While new threats will continue to be found, like blockchain poisoning, much of the focus in cybersecurity remains on hackers, phishing, malware and ransomware, but in reality, the greatest threat is the insider one – the chance that one of your own staff could leak data either accidentally or maliciously. Until recently the law protected employers from being held liable for the illegal actions of their employees, but a recent ruling against Morrisons supermarket in the UK as changed this. Previously, organizations could not be held liable for criminal actions taken by their employees, but the Morrisons ruling means that the chain could be held vicariously liable and it now faces a huge potential payout to the 100,000 employees whose personal data was compromised when an internal auditor posted it online.
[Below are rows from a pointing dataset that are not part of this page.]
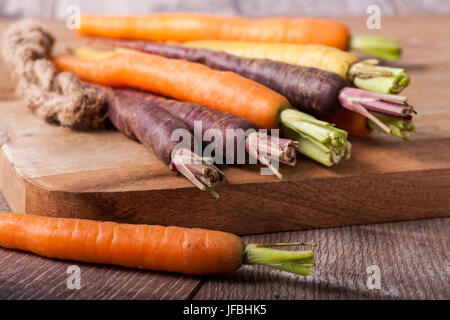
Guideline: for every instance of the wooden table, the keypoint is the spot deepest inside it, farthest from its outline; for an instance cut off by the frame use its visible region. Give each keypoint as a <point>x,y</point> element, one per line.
<point>412,256</point>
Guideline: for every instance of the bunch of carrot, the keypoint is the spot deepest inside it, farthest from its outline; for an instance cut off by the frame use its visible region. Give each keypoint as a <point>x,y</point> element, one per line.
<point>273,69</point>
<point>303,42</point>
<point>172,249</point>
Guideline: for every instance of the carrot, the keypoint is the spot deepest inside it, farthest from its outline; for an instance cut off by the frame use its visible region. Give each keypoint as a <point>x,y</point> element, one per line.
<point>223,91</point>
<point>171,249</point>
<point>363,74</point>
<point>189,26</point>
<point>350,121</point>
<point>309,89</point>
<point>154,127</point>
<point>182,80</point>
<point>259,145</point>
<point>182,27</point>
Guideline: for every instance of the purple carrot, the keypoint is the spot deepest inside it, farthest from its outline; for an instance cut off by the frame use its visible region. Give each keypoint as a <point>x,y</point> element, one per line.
<point>308,89</point>
<point>258,145</point>
<point>153,127</point>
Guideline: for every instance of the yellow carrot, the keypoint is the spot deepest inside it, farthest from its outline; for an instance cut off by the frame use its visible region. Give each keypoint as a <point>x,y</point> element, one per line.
<point>365,74</point>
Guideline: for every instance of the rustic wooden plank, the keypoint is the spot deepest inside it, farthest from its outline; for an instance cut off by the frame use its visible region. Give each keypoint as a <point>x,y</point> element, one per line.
<point>103,175</point>
<point>28,276</point>
<point>256,8</point>
<point>412,257</point>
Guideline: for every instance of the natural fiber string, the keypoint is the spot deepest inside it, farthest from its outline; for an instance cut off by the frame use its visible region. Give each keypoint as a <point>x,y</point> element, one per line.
<point>56,97</point>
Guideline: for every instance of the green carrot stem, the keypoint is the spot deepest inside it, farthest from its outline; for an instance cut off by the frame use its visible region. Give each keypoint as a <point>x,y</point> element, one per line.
<point>399,128</point>
<point>382,47</point>
<point>318,140</point>
<point>369,76</point>
<point>297,262</point>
The judge in the Morrisons case accepted that this was a significant burden to bear, but suggested that it should be covered in future as part of an organisation’s business or cyber insurance. Obviously, this will result in increased premiums or further policy exclusions. The problem is that few business insurance policies cover cyber risks and not enough organisations have cyber insurance.
The cyber insurance sector is predicted to be a massive growth area as the range and scope of threats increases. This is in turn spawning a new set of businesses called cyber risk ratings agencies that seek to benchmark an organisation’s risk position by providing a risk rating that is meant to work in much the same way that credit ratings already work.
Most of these risk ratings agencies conduct remote tests of a firm’s externally facing endpoints for known vulnerabilities. However not only does this not give a picture of the internal security profile, but often a firm can outsource its web site to a marketing agency as well as outsourcing other elements of its infrastructure to other third parties, thereby making it hard to know who is running what and how.
The CTO at RedSeal has said that this kind of score “taken from the outside looking in, is similar to rating the fire risk to a building based on a photograph from across the street. You can, of course, establish some important things about the quality of a building from a photograph, but it’s no substitute for really being able to inspect it from the inside.”
Not only are cyber premiums often based on such crude metrics, but the extent of the cover varies widely. You need to be sure exactly what aspects any technical restitution will be covered and whether cover extends to regulatory fines and cyber litigation (from either customers or shareholders) and if it also extends to reputational protection and crisis management.
Even assuming that organisations are already taking all taking whatever measured they can to protect their systems, it is a never-ending battle and nobody is ever 100% secure. Maybe one day cyber insurance will be mandatory, just as business insurance and car insurance are today.